West waits to see if Andropov missile offer more than propaganda
Bonn
The final verbal sparring has started as the countdown to the December deployment of NATO's new Euromissiles approaches. But the final serious negotiating has yet to get under way.
This is the assessment of Western observers following Soviet leader Yuri Andropov's latest offer to scrap a ''considerable number'' of SS-20 missiles in connection with any Euromissile arms control deal.
On Aug. 26 Andropov told Pravda that the Soviet Union is prepared to ''liquidate'' enough SS-20s to bring Soviet intermediate-range nuclear forces (INF) in Europe down to a number equal to British and French nuclear missiles.
Previous public or semipublic Soviet offers have been ambiguous and contradictory in proposing ''reductions'' in weapons. It has generally been left vague whether reductions would entail actual destruction of these missiles or just their transfer to Siberia. Simple relocation would be unacceptable to the West both because that would increase the Soviet threat to Japan and China, and because the mobile SS-20 could easily be moved back in time of crisis to retarget Europe.

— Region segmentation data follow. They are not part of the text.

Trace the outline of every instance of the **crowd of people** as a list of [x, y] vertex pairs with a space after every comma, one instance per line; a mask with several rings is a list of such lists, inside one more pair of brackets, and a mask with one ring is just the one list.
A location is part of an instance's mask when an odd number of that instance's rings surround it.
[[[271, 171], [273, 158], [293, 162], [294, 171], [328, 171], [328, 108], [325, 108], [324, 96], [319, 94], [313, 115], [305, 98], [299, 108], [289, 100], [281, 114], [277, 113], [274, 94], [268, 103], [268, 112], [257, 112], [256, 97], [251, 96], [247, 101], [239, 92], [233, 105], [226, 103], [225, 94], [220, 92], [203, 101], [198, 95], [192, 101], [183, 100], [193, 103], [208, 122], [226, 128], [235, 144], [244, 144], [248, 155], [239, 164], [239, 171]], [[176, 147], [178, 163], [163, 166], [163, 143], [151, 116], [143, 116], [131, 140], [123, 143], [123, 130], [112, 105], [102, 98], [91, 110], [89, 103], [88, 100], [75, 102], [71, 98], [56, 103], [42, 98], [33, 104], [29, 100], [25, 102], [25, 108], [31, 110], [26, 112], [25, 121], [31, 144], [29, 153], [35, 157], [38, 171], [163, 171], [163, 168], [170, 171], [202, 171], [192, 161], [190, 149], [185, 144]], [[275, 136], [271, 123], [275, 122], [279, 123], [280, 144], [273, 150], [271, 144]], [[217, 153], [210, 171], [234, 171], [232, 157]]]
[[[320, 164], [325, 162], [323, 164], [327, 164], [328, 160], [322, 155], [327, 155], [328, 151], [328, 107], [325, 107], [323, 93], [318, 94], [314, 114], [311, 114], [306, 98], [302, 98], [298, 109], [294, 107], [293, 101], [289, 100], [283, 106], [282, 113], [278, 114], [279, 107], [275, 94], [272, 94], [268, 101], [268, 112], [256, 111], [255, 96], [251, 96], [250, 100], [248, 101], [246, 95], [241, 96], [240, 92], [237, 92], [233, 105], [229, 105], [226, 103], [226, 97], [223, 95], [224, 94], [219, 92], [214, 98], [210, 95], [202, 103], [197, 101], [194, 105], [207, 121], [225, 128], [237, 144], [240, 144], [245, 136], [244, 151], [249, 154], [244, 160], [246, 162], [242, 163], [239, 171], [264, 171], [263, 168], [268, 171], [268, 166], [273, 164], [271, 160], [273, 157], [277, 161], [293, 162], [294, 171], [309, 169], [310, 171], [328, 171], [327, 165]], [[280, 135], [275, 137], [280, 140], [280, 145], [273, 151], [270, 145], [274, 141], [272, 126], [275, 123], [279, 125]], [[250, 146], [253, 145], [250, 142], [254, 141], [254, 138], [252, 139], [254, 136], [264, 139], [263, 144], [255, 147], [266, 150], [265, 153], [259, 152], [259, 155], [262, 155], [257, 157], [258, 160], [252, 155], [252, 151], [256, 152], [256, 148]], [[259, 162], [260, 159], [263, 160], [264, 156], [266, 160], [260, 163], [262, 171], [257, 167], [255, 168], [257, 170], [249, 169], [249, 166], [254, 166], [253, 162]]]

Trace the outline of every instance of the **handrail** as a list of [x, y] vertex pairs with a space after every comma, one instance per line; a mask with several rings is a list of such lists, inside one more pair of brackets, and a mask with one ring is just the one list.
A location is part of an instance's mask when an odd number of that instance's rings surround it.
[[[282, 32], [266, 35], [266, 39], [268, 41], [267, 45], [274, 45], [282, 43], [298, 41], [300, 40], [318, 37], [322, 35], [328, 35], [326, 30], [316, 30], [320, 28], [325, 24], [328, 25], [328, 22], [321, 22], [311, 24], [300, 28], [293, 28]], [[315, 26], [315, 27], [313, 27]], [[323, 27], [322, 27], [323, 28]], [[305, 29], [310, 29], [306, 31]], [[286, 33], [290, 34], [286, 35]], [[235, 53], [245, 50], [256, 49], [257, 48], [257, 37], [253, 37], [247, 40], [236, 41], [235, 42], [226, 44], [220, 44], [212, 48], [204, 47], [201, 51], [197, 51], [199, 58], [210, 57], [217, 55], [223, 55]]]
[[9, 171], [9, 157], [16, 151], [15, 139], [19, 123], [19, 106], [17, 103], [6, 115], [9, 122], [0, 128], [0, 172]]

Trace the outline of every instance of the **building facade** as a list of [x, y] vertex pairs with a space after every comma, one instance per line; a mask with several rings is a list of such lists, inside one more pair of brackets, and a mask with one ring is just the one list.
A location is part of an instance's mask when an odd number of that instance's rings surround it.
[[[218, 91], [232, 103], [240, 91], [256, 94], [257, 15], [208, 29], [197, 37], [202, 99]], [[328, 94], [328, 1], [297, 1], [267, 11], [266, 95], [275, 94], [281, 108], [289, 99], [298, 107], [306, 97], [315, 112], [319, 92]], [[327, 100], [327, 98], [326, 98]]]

A State Department spokesman, commenting on the Andropov proposal, said that if the Soviet Union now confirms this offer at the negotiating table, this would be a positive sign. He added, however, that it would still leave unresolved the issue of French and British missiles.
The West is expressing such guarded interest in the Pravda statement because (1)it would be bad public relations to dismiss it out of hand, and (2)it is the firmest promise yet by any Soviet leader to destroy and not just redeploy any excess SS-20s.
The last indication that Moscow might physically dismantle excess SS-20s was given by Soviet officials to Social Democratic chancellor candidate Hans-Jochen Vogel last January during the West German election campaign. Mr. Vogel understood his Moscow hosts to have said at the time that some portion of European SS-20s could be destroyed and some portion moved eastward, with the ratios to be worked out in negotiations.
Soviet Foreign Minister Andrei Gromyko gave short shrift to such an interpretation of Soviet intentions during his subsequent visit to Bonn, however , and Central Committee member Vadim Zagladin later denied that the Soviets contemplated scrapping any missiles.
Soviet failure to pledge destruction of missiles at the formal talks in Geneva has also aroused Western suspicions: Is this periodic informal Soviet offer - Western diplomats ask - anything more than a propaganda ploy for West European, especially West German, consumption?
If in fact the Soviet Union does offer to dismantle missiles at the Geneva talks, this willingness could make the implementation of any arms control deal feasible.
It would still leave the two sides far apart, however, on the substance of an agreement. As this year's final US-Soviet Euromissile negotiating session approaches (Sept. 6 to Nov. 15), the West is demanding equal numbers of NATO INF warheads and Soviet INF warheads in both Europe and Asia. It exempts from the balance the independent French and semi-independent British nuclear missiles - and also both NATO and Warsaw Pact nuclear-capable aircraft.
If no arms control deal is reached by the end of this year, NATO has announced, it will deploy 572 new American single-warhead INF missiles in five European countries over the next five years. NATO regards these future 572 warheads as a response to the more than 1,080 already existing Soviet warheads on the more than 360 triple-warhead SS-20s that the Soviets have deployed since 1977.
For its part, Moscow is demanding a number of Soviet INF warheads equal to British and French nuclear warheads. This would permit no American deployments of new Euromissiles at all.